Hi! I just finished reading A Midsummer Night’s Dream and look up some stuff abt it online and got kinda confused. Did the lovers hook up with each other? I keep seeing scenes of the boys wearing minimal clothes in both pictures of a live production and in movie adaptations. Did I miss something or is it a direction choice?
Hi! I hope you enjoyed A Midsummer Night’s Dream. I love that play.
And yes, you’re entirely right that the lovers do hook up with each other: Hermia with Lysander, and Helena with Demetrius. Somewhere between the end of Act 4 and the beginning of Act 5, a triple wedding (with Theseus and Hippolyta) takes place, and the final act is their post-wedding celebration.
The minimal clothing thing is entirely a direction choice, and often it’s not just the boys but the girls who lose their clothing too. I say ‘often’ because this has become such a common trope in MND performances that you can almost expect it. The lovers will start off looking respectable and well dressed, then, as they get more and more lost in the forest, they lose their clothes.

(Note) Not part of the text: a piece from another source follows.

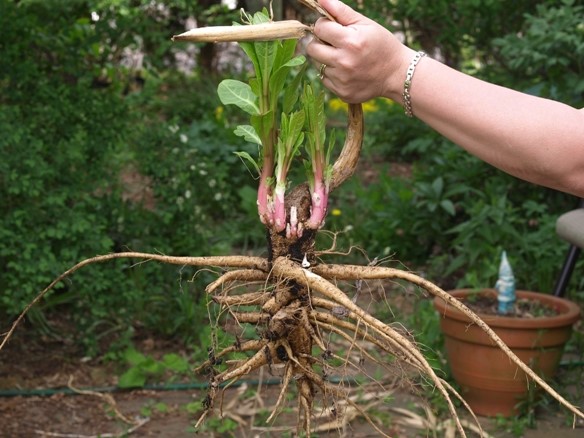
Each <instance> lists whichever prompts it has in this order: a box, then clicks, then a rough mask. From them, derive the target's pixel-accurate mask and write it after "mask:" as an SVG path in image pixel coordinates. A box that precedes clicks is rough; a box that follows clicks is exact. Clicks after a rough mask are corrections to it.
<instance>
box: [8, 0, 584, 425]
mask: <svg viewBox="0 0 584 438" xmlns="http://www.w3.org/2000/svg"><path fill="white" fill-rule="evenodd" d="M302 1H303V2H305V3H306V2H308V3H310V4H312V5H313V6H314V8H315V9H316V10H318V8H317V3H314V0H310V1H309V0H302ZM262 14H263V15H262ZM262 14H256V15H254V16H253V17H250V16H249V15H244V18H245V19H246V20H247V22H248V23H249V24H250V25H249V26H243V27H247V31H245V32H241V31H239V30H238V29H237V28H238V27H242V26H240V25H238V26H230V27H228V28H227V29H226V28H220V29H219V28H215V29H211V30H206V29H203V30H202V33H203V35H204V38H206V39H203V37H202V36H201V34H199V33H198V30H197V29H195V31H197V32H195V34H196V35H194V36H193V34H190V32H191V31H189V32H186V33H185V34H182V35H187V34H189V35H190V36H193V37H194V39H193V41H198V42H210V41H211V42H215V41H221V40H222V41H239V42H241V41H243V42H244V43H243V45H242V47H243V48H244V50H245V51H246V52H248V54H249V55H250V59H251V60H252V63H253V64H254V69H255V77H254V78H252V79H250V80H249V82H248V83H240V82H224V83H223V85H221V87H220V88H221V90H220V94H221V96H223V97H222V99H223V101H224V103H229V104H231V103H232V104H235V105H238V106H240V107H241V108H243V109H244V110H245V111H246V112H247V113H248V114H250V124H249V125H245V126H242V127H239V128H238V132H239V133H241V135H242V136H243V137H244V138H247V139H251V140H252V141H254V142H255V143H257V144H258V145H259V147H260V158H259V160H258V161H257V162H256V161H255V160H253V159H252V158H251V156H249V157H247V156H246V158H247V159H248V160H250V161H252V162H254V163H255V167H256V169H257V171H258V174H259V175H260V182H259V190H258V212H259V215H260V219H261V220H262V222H264V224H265V225H266V227H267V230H268V244H269V247H268V255H267V257H266V258H263V257H253V256H215V257H212V256H209V257H205V256H202V257H176V256H167V255H161V254H150V253H138V252H121V253H113V254H108V255H105V256H97V257H93V258H90V259H86V260H84V261H82V262H80V263H78V264H77V265H75V266H74V267H72V268H70V269H69V270H67V271H66V272H64V273H63V274H61V275H60V276H59V277H58V278H56V279H55V280H54V281H53V282H52V283H51V284H49V286H47V288H45V289H44V290H43V291H41V292H40V293H39V294H38V295H37V297H36V298H35V299H34V300H33V301H32V302H31V303H30V304H29V305H28V306H27V307H26V308H25V309H24V310H23V312H22V313H21V315H20V316H19V318H18V319H17V320H16V321H15V322H14V323H13V324H12V327H11V328H10V330H8V331H7V333H6V335H5V336H4V339H2V341H1V342H0V350H1V349H2V347H3V346H4V345H5V344H6V342H7V340H8V339H9V338H10V336H11V335H12V333H13V332H14V329H15V328H16V326H17V325H18V324H19V322H20V321H21V320H22V318H23V317H24V315H25V314H26V313H27V311H28V310H29V309H30V308H31V307H32V306H34V305H35V304H36V303H37V302H38V301H39V300H40V299H42V297H43V296H44V295H45V294H46V293H47V292H48V291H49V290H51V288H53V287H54V286H55V285H56V284H57V283H59V282H60V281H62V280H63V279H65V278H66V277H68V276H69V275H71V274H72V273H74V272H75V271H77V270H78V269H80V268H82V267H84V266H86V265H88V264H92V263H97V262H105V261H110V260H114V259H118V258H137V259H147V260H151V261H159V262H163V263H168V264H176V265H180V266H183V267H184V266H199V267H208V266H214V267H220V268H223V269H224V270H222V271H221V274H220V275H219V277H218V278H217V280H215V281H213V282H212V283H210V284H209V285H208V286H207V288H206V292H207V293H208V296H209V297H211V299H212V300H213V302H214V303H215V304H217V305H218V306H219V308H220V311H219V312H218V313H219V314H223V315H225V316H226V317H228V318H232V319H233V320H234V325H233V327H238V328H239V327H241V328H242V329H244V330H243V331H241V332H240V336H238V335H236V342H235V343H234V344H232V345H228V346H225V345H223V344H221V345H220V344H219V343H218V342H214V343H213V347H211V348H209V349H208V359H207V360H206V361H205V362H204V363H203V364H202V365H201V366H200V367H199V368H198V369H197V370H198V371H204V370H205V371H207V375H208V376H209V384H208V391H207V395H206V397H205V399H204V400H203V413H202V414H201V416H200V418H199V420H198V422H197V424H196V427H198V426H199V425H201V424H202V422H203V421H204V419H205V418H207V416H208V415H210V414H211V413H212V412H213V411H215V408H216V399H217V395H219V392H220V391H222V388H224V387H226V386H229V385H230V384H232V383H234V382H236V381H237V380H240V379H241V378H243V377H244V376H247V375H249V374H250V373H252V372H254V371H256V370H259V369H260V368H262V367H268V368H269V369H270V370H272V366H273V365H277V366H278V367H279V371H280V372H281V375H282V385H281V389H280V394H279V396H278V400H277V401H276V405H275V406H274V408H273V409H272V413H271V415H270V417H269V418H268V419H267V421H268V422H270V421H272V420H273V419H274V418H275V417H276V416H277V415H278V413H279V412H281V410H282V409H283V408H284V403H285V401H286V399H287V394H288V393H289V388H290V386H291V385H295V386H296V389H297V391H296V398H297V401H298V422H297V435H301V434H305V435H306V436H309V435H310V434H311V432H313V431H314V430H315V429H314V428H313V423H312V421H313V418H314V411H315V402H316V403H319V402H322V404H323V408H324V407H333V409H329V411H330V412H331V415H332V416H327V418H326V421H327V422H329V424H332V425H333V427H334V428H335V429H337V430H342V429H344V427H345V423H344V422H348V421H350V417H351V416H348V415H345V414H344V411H345V409H344V408H343V409H339V410H337V406H340V404H339V403H340V402H341V401H343V402H345V403H346V404H345V406H346V407H347V408H348V407H351V408H354V409H355V410H356V412H359V414H360V415H362V416H363V417H364V418H365V419H366V420H367V421H368V422H369V423H370V424H371V426H372V427H373V428H374V429H375V430H376V431H377V432H378V433H379V434H380V435H382V436H388V435H387V434H386V433H385V432H384V431H383V430H382V429H381V428H380V427H379V425H378V424H377V422H376V421H373V419H372V418H371V415H372V414H371V413H370V412H367V411H368V410H370V408H367V407H363V408H362V407H360V406H359V405H358V404H357V403H356V402H354V401H353V400H351V397H349V392H348V390H347V388H346V387H345V386H346V385H345V383H344V382H343V381H341V382H340V383H338V384H337V383H336V382H335V381H332V380H330V379H328V377H327V376H330V375H346V373H347V368H351V367H354V368H356V369H357V370H359V371H363V368H362V364H361V360H359V361H353V360H352V359H351V358H350V357H348V356H347V353H346V350H345V349H344V348H343V347H341V346H339V345H338V344H337V343H336V342H335V341H334V338H337V336H338V339H340V340H345V341H347V342H349V343H350V345H351V346H350V348H349V350H354V351H355V352H356V353H358V355H359V356H360V357H361V358H363V359H367V360H370V361H372V362H373V363H376V364H377V365H379V366H380V367H383V368H384V369H385V370H387V371H388V372H390V373H391V372H394V371H395V370H392V366H391V364H390V362H392V361H386V360H382V359H380V358H379V357H377V355H375V356H374V355H372V354H371V353H370V352H369V351H368V349H366V348H364V347H363V346H362V345H361V342H362V341H365V342H367V343H368V344H370V345H371V347H372V348H373V349H375V350H377V351H379V352H380V353H381V352H385V353H386V354H388V355H391V356H392V357H394V358H396V359H398V361H399V362H401V363H402V365H405V366H407V367H408V368H407V369H408V374H409V371H410V370H411V371H414V370H417V371H418V372H419V373H420V374H422V375H424V376H426V377H427V378H428V380H430V381H431V382H432V383H433V384H434V385H435V387H436V388H437V392H439V393H440V394H441V395H442V396H443V397H444V399H445V400H446V403H447V405H448V410H449V412H450V414H451V415H452V417H453V419H454V422H455V424H456V428H457V430H458V432H459V433H460V435H461V436H466V435H465V431H464V428H463V424H462V423H461V421H460V419H459V417H458V415H457V413H456V407H455V406H454V404H453V401H452V397H460V396H459V395H458V394H457V393H456V391H455V390H454V389H453V388H452V387H451V386H450V385H449V384H448V382H445V381H444V380H443V379H442V378H440V377H439V376H438V375H437V374H436V372H435V370H434V369H433V368H432V366H431V365H430V364H429V363H428V361H427V359H426V358H425V357H424V356H423V354H422V352H421V351H420V350H419V348H418V347H417V346H416V344H415V343H414V342H413V341H411V340H410V339H409V337H408V336H406V335H405V334H404V333H403V332H402V331H401V330H400V329H396V328H394V327H392V325H391V324H389V325H388V324H385V323H383V322H382V321H380V320H379V319H377V318H376V317H374V316H373V315H372V314H371V313H370V312H369V311H367V310H365V309H364V308H362V307H360V306H359V305H358V304H357V303H356V302H355V300H353V299H351V298H349V297H348V296H347V294H346V293H345V292H343V290H342V289H341V287H346V288H353V289H356V290H355V293H356V294H355V297H357V294H358V293H359V289H360V288H361V285H362V284H363V283H365V282H366V281H369V280H389V279H395V280H404V281H407V282H409V283H412V284H414V285H417V286H420V287H421V288H423V289H425V290H426V291H428V292H429V293H431V294H433V295H436V296H440V297H441V298H442V299H444V300H446V301H447V302H448V303H449V304H450V305H452V306H453V307H455V308H457V309H459V310H460V311H462V312H463V313H465V314H466V315H468V316H469V318H470V319H471V321H472V322H473V323H475V324H477V325H478V326H479V327H481V329H482V330H483V331H484V332H485V333H486V334H487V335H488V336H489V337H490V338H491V339H492V340H493V342H494V343H495V344H496V345H497V346H498V347H499V348H501V349H502V350H503V351H504V353H505V354H506V355H507V356H508V357H509V359H510V360H512V361H513V362H514V363H515V364H516V365H517V366H518V367H519V368H521V369H522V370H523V371H524V372H525V373H526V374H527V375H528V376H529V377H530V378H531V379H533V380H534V381H535V382H537V383H538V384H539V385H540V386H541V387H542V388H544V389H545V390H546V391H547V392H549V393H550V394H552V395H553V396H554V397H555V398H556V399H557V400H558V401H559V402H560V403H562V404H563V405H564V406H566V407H567V408H568V409H570V411H571V412H573V413H574V415H578V416H580V417H582V418H584V413H582V412H581V411H580V410H578V409H577V408H576V407H575V406H574V405H572V404H570V403H569V402H568V401H567V400H565V399H564V398H563V397H562V396H561V395H559V394H558V393H557V392H556V391H554V390H553V388H551V387H550V386H549V385H548V384H547V383H546V382H545V381H544V380H543V379H541V378H540V377H539V376H538V375H537V374H535V373H534V372H533V371H532V370H531V369H530V368H529V367H528V366H527V365H526V364H525V363H523V362H522V361H521V360H520V359H519V358H518V357H517V356H516V355H515V354H514V353H513V352H512V351H511V350H510V349H509V347H507V346H506V345H505V344H504V343H503V341H502V340H501V339H500V338H499V337H498V336H497V335H496V333H495V332H493V330H492V329H491V328H490V327H489V326H488V325H487V324H486V323H485V322H484V321H483V320H481V319H480V318H479V317H478V316H477V315H476V314H474V313H473V312H472V311H471V310H470V309H468V307H466V306H465V305H464V304H463V303H461V302H459V301H458V300H455V299H453V298H452V297H451V296H450V295H449V294H447V293H446V292H445V291H443V290H442V289H440V288H439V287H437V286H435V285H434V284H432V283H431V282H429V281H427V280H425V279H423V278H421V277H419V276H417V275H415V274H413V273H411V272H407V271H402V270H399V269H392V268H388V267H383V266H371V265H370V266H351V265H335V264H329V263H322V262H321V259H322V257H323V256H326V255H327V254H330V253H331V252H334V251H333V250H332V249H331V250H329V251H321V252H318V253H317V252H316V250H315V239H316V234H317V233H316V232H317V229H318V227H319V226H320V225H321V224H322V220H323V219H324V215H325V213H326V208H327V204H328V193H329V192H330V191H331V190H334V189H335V188H337V187H339V186H340V185H341V184H342V183H343V182H344V181H346V180H347V178H349V177H350V176H351V175H352V173H353V172H354V170H355V168H356V165H357V161H358V158H359V154H360V151H361V146H362V143H363V113H362V107H361V105H355V104H351V105H349V116H348V124H347V133H346V136H345V143H344V146H343V148H342V150H341V151H340V154H339V156H338V157H337V158H336V160H335V162H334V164H333V165H332V166H331V165H330V164H329V162H328V160H329V159H330V156H331V145H332V144H333V143H334V142H333V141H332V140H329V143H328V145H327V143H326V134H325V132H324V131H325V130H324V127H325V125H326V124H325V120H324V105H323V97H322V95H321V94H319V93H315V92H314V90H313V89H312V87H310V85H309V84H302V87H300V85H301V84H300V83H299V82H297V83H296V85H298V88H292V87H291V86H290V87H287V79H286V78H287V76H288V74H289V73H290V69H292V68H294V67H298V66H300V67H301V66H303V65H304V64H305V61H304V60H303V59H302V58H298V57H295V56H294V51H295V50H294V48H295V44H296V43H295V42H286V41H284V40H287V39H297V38H300V37H301V36H302V35H303V34H304V32H305V31H306V30H307V29H309V27H308V26H306V25H304V24H302V23H300V22H297V21H287V22H286V21H285V22H271V21H266V20H267V19H268V14H266V13H265V11H264V12H262ZM254 22H255V24H254ZM234 29H235V30H236V31H237V35H235V33H234V32H233V30H234ZM180 36H181V35H179V36H178V37H180ZM175 38H176V39H188V38H177V37H175ZM248 43H249V44H248ZM299 80H300V79H297V77H296V78H293V79H292V82H294V81H299ZM289 89H290V91H289ZM297 89H298V90H302V91H301V92H299V93H298V95H299V96H300V99H299V101H298V102H296V100H298V99H297V98H296V97H295V96H293V95H292V94H290V93H295V92H296V91H295V90H297ZM297 103H298V105H296V104H297ZM277 115H278V117H276V116H277ZM302 144H305V145H306V146H305V147H306V149H307V150H306V156H307V162H308V163H307V166H306V167H307V168H308V174H309V183H308V184H299V185H296V186H295V187H293V188H291V189H289V190H287V188H288V187H287V184H288V173H289V170H290V165H291V161H292V159H294V158H295V157H296V156H297V155H299V152H300V149H301V146H302ZM282 195H284V196H283V198H284V199H282ZM363 280H366V281H363ZM250 287H255V288H256V290H252V291H250ZM209 318H210V319H211V316H209ZM210 324H219V320H218V319H217V321H215V322H210ZM245 327H248V328H249V327H252V328H253V330H251V331H252V332H253V333H254V335H252V336H250V335H249V333H247V334H246V332H245ZM237 330H238V331H239V329H237ZM242 353H243V355H244V358H243V359H241V360H224V358H225V357H233V355H239V357H241V354H242ZM377 383H379V384H381V386H383V382H376V386H377ZM323 415H324V410H323V411H322V413H320V414H319V415H318V419H320V420H322V419H323ZM341 417H342V418H341ZM340 421H342V423H341V422H340ZM477 423H478V421H477ZM479 429H480V425H479Z"/></svg>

The reasoning behind the direction choice, I think, is that the forest is a place where ordinary societal rules don’t apply, and social differences, as well as identities, are practically erased. So whatever their clothing may say about their class, identity, fashion sense, it’s all lost; they are revealed for what they are. On a different level, you see this happening with Bottom and Titania: he loses his human form, but also his social standing, and in the liaison between the faerie queen and the weaver there’s an incredibly radical dissolution of social difference. In fact, it’s the biggest social gap crossed in Shakespeare’s work.
The other reason for the loss of clothing is that the forest is a place of sexual freedom, confusion and revelation. The lovers become reduced, in some ways, to their bodies, acting according to sexual infatuation (with added confusion caused by the potion). In this strange space, all sorts of things become possible, not least the borderline bestiality between Bottom and Titania. Many productions will play with the free play of sexual energy by adding homoerotic dimensions too, possibly taking their cue from the long speech in which Helena talks about her childhood friendship with Hermia. She describes how it was ‘as if our hands, our sides, voice, and minds/ Had been incorporate’ (3.2.206-7), which some critics have described as a kind of pre-pubescent same-sex attraction because of the similarity between the wording and wedding vows. There’s no more textual evidence for this sort of homoerotic attraction, but it does fit with the overall feeling of the play, the libidinous nature of the forest, and the freedom from ordinary identity constraints.
By the end of the play, the strange incident in the forest seems to have sorted out the lovers’ difficulties, much like a real dream can deal with many problems and leave you feeling enlightened in the morning. The dark mood of death threats that opens the play is almost gone, and everything seems to go back to a kind of normality (how far is debatable). So in most of the productions that go the minimal clothing route, the lovers will be back in fancy clothes for the final act, having just been married, signifying that they are no longer physically, sexually or mentally lost.